All of a sudden, with a crash and a bang, something came plummeting to the forest floor. All four hobbits shouted in fright and jumped back.

"MY CHIBI REAPER!! MIIIIIINE!! GIVE HIM BACK, DAMMIT!!"

"NO, BITCHASS!! HE'S MINE!"

"MINE!!"

"MINE!!"

The rabid fangirls had discovered a pair of three foot high, bubbly little things with scythes. The hobbits watched in awe, amazed that anything could be as loud as the fangirls were now. But after a few minutes, they soon grew bored and retreated to rest by some trees, as it was quickly becoming a rather extended and repetitive argument.

"I'm bored," mumbled Sam sadly. He was sitting under a tree making little crowns out of Reynolds Wrap.

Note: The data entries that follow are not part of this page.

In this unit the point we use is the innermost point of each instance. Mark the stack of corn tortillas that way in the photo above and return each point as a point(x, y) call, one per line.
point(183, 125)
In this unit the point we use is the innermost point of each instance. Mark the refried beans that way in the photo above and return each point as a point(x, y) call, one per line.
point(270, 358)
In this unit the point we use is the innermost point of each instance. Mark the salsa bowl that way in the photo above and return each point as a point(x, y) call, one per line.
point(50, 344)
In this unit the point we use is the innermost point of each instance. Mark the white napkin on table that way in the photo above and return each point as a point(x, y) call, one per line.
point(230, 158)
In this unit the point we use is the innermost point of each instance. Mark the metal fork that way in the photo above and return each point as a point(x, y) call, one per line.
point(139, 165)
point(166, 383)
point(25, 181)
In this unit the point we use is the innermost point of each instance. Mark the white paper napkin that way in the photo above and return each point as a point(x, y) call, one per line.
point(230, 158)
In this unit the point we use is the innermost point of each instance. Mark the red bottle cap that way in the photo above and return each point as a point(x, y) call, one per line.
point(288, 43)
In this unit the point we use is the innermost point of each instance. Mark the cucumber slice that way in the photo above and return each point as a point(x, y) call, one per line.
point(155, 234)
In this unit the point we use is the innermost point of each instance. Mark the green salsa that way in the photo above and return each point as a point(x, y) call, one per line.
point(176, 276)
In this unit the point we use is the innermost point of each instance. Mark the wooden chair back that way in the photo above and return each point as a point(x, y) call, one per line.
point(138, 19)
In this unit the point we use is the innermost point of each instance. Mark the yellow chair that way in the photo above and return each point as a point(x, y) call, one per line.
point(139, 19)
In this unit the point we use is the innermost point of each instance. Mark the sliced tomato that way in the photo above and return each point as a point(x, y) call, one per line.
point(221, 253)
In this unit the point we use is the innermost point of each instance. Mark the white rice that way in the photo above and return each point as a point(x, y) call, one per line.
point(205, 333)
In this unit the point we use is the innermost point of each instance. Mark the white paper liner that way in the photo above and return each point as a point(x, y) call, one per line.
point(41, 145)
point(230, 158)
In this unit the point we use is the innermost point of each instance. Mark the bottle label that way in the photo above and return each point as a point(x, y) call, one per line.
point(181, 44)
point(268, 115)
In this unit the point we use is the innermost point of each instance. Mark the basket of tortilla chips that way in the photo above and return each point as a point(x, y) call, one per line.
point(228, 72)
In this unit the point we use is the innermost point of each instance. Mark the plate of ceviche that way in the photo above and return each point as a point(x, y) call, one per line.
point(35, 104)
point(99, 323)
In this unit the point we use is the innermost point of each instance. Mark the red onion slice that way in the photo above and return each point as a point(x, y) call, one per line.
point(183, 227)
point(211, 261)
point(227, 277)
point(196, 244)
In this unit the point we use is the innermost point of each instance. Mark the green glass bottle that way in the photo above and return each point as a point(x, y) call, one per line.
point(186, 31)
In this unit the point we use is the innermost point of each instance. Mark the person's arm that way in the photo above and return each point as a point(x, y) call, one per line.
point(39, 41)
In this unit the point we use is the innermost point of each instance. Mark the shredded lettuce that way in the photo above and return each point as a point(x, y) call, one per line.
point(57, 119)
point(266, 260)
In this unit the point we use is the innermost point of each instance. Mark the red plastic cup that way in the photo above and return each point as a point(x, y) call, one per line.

"Whaaaaazt ish dad youuus maykeeng?" asked Pippin, stumbling and swinging an empty flask.

"Kingsfoil," replied Sam, matter-of-factly.

Meanwhile, the fangirl fight had escalated. Twitch was now shrieking in pitches only dogs could hear, and the poor chibis looked as if they would be torn to pieces.

"MYYYYYYYYYY CHIIIIIIIIIIBIIIIII!!" screamed Aye, whacking violently Twitch with a tree branch.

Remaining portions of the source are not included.